My good friend Larry Kudlow reviews Bush's economic reasoning and record:
At his news conference yesterday, President Bush proclaimed that he's a supply-sider. He added that he remains determined to keep tax rates low in the face of a large-scale tax hike threat from the Democratic Congress.... The president did not completely describe the incentive model that is central to supply-side thinking. But he did point out that economic growth and budget revenues have responded favorably to lower marginal tax rates. He's absolutely right. Total revenues have far surpassed the 2000 peak at lower marginal tax rates. In fact, since the mid-2003 tax cuts, revenues have grown by 45 percent. Revenue growth has averaged almost 10 percent per year since 2003 and has far surpassed the previous 2000 peak.

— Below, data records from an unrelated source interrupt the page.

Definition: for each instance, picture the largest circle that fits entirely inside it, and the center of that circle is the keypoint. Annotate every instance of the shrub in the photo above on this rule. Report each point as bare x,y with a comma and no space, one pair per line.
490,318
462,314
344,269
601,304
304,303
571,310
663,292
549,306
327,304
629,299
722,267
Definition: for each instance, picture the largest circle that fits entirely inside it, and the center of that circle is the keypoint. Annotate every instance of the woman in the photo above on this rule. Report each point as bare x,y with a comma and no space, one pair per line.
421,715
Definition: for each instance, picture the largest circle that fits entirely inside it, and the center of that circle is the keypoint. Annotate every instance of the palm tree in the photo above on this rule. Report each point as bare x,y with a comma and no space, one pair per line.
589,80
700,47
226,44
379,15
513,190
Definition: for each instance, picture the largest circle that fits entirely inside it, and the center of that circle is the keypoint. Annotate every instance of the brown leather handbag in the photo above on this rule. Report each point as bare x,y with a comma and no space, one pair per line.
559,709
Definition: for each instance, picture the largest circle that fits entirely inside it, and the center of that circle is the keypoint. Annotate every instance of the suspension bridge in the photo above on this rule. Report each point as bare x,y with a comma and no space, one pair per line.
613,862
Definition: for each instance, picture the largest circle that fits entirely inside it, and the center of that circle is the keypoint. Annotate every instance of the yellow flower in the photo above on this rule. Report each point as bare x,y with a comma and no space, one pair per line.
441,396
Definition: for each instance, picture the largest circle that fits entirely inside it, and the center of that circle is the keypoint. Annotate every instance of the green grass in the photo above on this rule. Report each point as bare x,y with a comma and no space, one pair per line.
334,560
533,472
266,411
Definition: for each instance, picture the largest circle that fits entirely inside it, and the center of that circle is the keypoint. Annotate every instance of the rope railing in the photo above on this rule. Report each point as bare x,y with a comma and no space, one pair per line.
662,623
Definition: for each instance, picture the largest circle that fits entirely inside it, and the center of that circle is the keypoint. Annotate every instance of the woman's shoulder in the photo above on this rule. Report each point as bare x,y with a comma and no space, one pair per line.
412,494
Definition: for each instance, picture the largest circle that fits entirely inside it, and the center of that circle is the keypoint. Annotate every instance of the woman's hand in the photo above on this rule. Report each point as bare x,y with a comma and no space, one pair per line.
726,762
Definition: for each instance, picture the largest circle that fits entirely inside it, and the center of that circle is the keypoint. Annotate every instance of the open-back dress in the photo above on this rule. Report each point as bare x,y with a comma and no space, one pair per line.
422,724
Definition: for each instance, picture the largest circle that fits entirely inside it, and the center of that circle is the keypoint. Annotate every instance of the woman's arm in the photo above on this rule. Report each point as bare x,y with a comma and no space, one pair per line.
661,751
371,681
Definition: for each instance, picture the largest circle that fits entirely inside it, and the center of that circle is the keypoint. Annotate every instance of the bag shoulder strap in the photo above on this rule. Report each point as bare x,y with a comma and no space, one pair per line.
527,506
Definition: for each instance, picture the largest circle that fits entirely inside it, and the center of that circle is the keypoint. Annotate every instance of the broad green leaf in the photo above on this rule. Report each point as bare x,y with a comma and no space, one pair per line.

This sort of analysis drives liberal economists crazy. Too bad. The budget numbers are the budget numbers. Meanwhile, the deficit has fallen substantially from about 4.5 percent of GDP to 1.5 percent of GDP under Mr. Bush's tax-cutting policies. The 2001 tax cuts were not supply-side, but the 2003 tax cuts that lowered the tax rate on incomes, capital gains, and dividends most certainly were. Remember, the basic tenet of supply-side economics is keeping more of each extra dollar earned or invested. This makes it more profitable to work, save, invest, or take risks. If it pays more, after tax, then people will respond to the incentives. As Nobel Prize-winning economist Ed Prescott has put it, economic behavior responds to changing tax rates.